In his acceptance speech at a ceremony Nov. 30, Faulk touted the Law School community’s efforts to attract LGBT applicants and applauded students who helped make that possible. Today, more than 10 percent of all classes at UVA Law are openly LGBT on Grounds.

“This many years later, everything about LGBT life at the University of Virginia School of Law has changed,” said Faulk, who came out as gay eight years ago.

However, he said, more must be done nationally and globally to protect the gay community from discrimination and persecution.

“The arc of history does, in fact, bend toward justice. But it doesn’t do that naturally, and it doesn’t do it by mistake,” he said. “The arc of history bends toward justice because good people like the ones in our community break their backs pulling it in a moral and compassionate direction.”

Faulk joined the Law School in 2009 as a director of admissions and was elevated to chief admissions officer in 2014. Before joining the Office of Admissions, he served as director of communications, media and research for UVA’s Center for Politics.

He also has worked as an adjunct professor and pre-law adviser in the Virginia Tech Honors College, and as an editor and columnist for the Richmond Times-Dispatch. As a lawyer, he practiced with Baker Botts in Dallas and at Hunton & Williams in Washington, D.C.

He previously served as a member of the Board of Visitors of Virginia Tech, on the Virginia Historical Society Board of Trustees, and was a founding board member of the Virginia Equality Bar Association.

Maloney, who was unable to attend the ceremony due to illness, has served New York’s 18th District in Congress since 2013. He previously was a senior adviser in the White House during the Clinton administration and served as a senior staff member to two governors of New York.

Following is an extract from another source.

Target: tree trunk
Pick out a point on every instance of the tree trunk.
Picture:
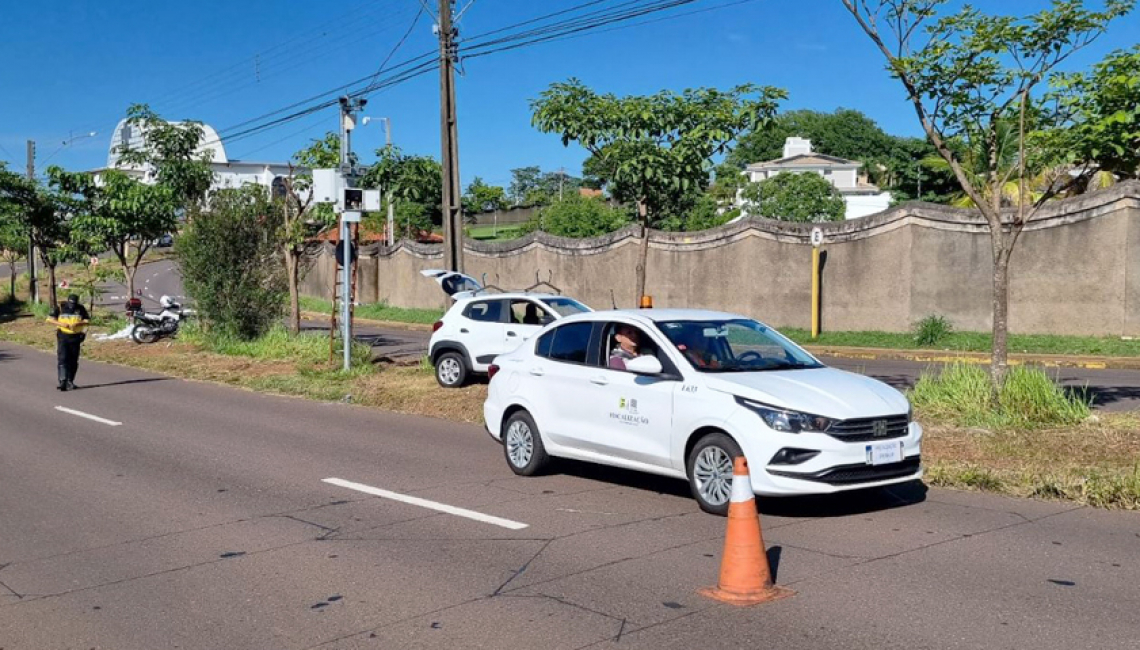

Today, he is a member of the U.S. House Agriculture Committee and the Transportation and Infrastructure Committee. Prior to becoming a representative, he helped found a software startup business. In 2018, he ran for New York state attorney general. He is New York’s first openly gay member of Congress.

Jennifer Hulvey, UVA Law’s director of financial aid, received the Serpentine Society Outstanding Service Award for 2017.

Founded in 1819, the University of Virginia School of Law is the second-oldest continuously operating law school in the nation. Consistently ranked among the top law schools, Virginia is a world-renowned training ground for distinguished lawyers and public servants, instilling in them a commitment to leadership, integrity and community service.